Man Versus Machine—
Part 1

The IBM Challenge—Game 1

February 14–15, 2011

Contestants
Ken Jennings
Watson
Brad Rutter

the ultimate contest between man and machine has its roots in a steak house in Fishkill, New York, in 2004.

A group of IBM researchers who were dining together noticed that, for seemingly no apparent reason, most of the people in the restaurant had gathered around a television set in the bar. Curious, they joined the crowd.

Jeopardy! was playing on the TV set. Ken Jennings was in the middle of his record-setting winning streak. In Fishkill—and lots of places around the nation—people stopped what they were doing to see if Jennings would win again. And again.

Unlike other viewers, though, the IBM employees were less concerned with Jennings than with the idea he gave them for a new grand challenge.
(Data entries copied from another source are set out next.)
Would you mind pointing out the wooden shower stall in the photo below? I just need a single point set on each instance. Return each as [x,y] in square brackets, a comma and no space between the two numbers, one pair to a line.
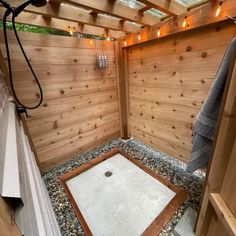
[159,73]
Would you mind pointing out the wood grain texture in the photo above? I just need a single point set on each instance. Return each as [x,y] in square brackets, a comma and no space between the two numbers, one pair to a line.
[80,108]
[159,222]
[168,82]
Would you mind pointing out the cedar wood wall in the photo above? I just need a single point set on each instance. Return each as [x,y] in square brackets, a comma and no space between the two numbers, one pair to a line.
[168,82]
[80,107]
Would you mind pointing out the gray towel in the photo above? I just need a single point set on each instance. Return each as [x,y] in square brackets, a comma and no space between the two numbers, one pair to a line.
[206,120]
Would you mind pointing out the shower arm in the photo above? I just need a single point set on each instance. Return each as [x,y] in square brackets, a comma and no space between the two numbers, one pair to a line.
[15,12]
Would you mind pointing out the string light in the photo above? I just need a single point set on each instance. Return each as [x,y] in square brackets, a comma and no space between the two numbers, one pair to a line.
[185,22]
[139,37]
[158,32]
[218,10]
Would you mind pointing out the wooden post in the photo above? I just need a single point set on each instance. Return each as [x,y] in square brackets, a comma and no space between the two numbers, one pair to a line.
[123,90]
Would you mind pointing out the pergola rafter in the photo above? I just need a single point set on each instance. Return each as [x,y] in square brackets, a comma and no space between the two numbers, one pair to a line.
[111,8]
[54,23]
[104,17]
[73,14]
[171,7]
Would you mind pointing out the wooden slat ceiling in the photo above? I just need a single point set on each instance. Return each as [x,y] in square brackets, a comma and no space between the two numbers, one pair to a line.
[113,18]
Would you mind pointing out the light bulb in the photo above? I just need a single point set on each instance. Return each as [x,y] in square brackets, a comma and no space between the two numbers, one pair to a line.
[158,32]
[185,22]
[219,8]
[139,37]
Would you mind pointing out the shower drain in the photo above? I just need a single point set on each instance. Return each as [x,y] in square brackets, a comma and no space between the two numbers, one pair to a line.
[108,174]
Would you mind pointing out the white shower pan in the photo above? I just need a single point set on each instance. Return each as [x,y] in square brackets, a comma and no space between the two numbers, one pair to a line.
[116,195]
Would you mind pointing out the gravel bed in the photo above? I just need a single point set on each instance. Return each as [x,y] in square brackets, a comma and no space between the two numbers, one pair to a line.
[158,161]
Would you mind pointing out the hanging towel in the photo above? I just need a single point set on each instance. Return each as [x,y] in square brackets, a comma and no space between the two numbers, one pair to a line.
[206,120]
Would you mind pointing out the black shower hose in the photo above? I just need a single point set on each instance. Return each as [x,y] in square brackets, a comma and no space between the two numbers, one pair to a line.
[7,13]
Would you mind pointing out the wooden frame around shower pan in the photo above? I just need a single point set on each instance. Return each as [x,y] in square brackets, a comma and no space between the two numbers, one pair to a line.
[160,221]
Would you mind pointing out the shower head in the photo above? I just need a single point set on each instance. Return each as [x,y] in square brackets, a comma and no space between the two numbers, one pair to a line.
[36,3]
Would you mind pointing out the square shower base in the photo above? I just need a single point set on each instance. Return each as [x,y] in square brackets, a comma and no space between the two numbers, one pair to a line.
[115,194]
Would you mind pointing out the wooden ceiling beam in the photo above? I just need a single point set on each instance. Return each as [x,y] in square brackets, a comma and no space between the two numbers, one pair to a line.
[196,19]
[73,14]
[111,8]
[48,22]
[170,7]
[146,8]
From time to time, IBM created grand challenges to pit man against machine. Ideally, these projects not only connected to the company’s research and ambitions, but they sparked interest around the world.

Deep Blue had been one such grand challenge. In 1997, after six years of research, IBM designed a computer that beat chess master Garry Kasparov. Now the IBM researchers began to wonder whether it might be possible to design a computer that could beat the best at Jeopardy!

Such a computer would bring fame and glory to IBM. More important, it would generate billions in sales.

The Wall Street Journal reported that, by 2010, IBM’s business-analytics revenue was $9.4 billion, but the company wanted it to grow to $16 billion in five more years. It already faced stiff competition from market leader Oracle Corp. and from SAP, a European multinational corporation.

Turning Jeopardy! into a grand challenge might very well put IBM in the spotlight, but, in the year or so following Jennings’s streak, opinion at the corporation was divided. Some thought it silly. Some said it was gimmicky. Some had doubts whether it was even possible.

Eventually, the company decided to give it a try. Initial funding came from the research budget. That didn’t require approval at the highest levels. It also freed the project from the usual commercial pressures.

The computer destined to be a Jeopardy! star was named Watson, for Thomas J. Watson Sr. (1874–1956), who was hired in 1914 to manage the merger of three companies that became International Business Machines, one of the greatest firms in US history.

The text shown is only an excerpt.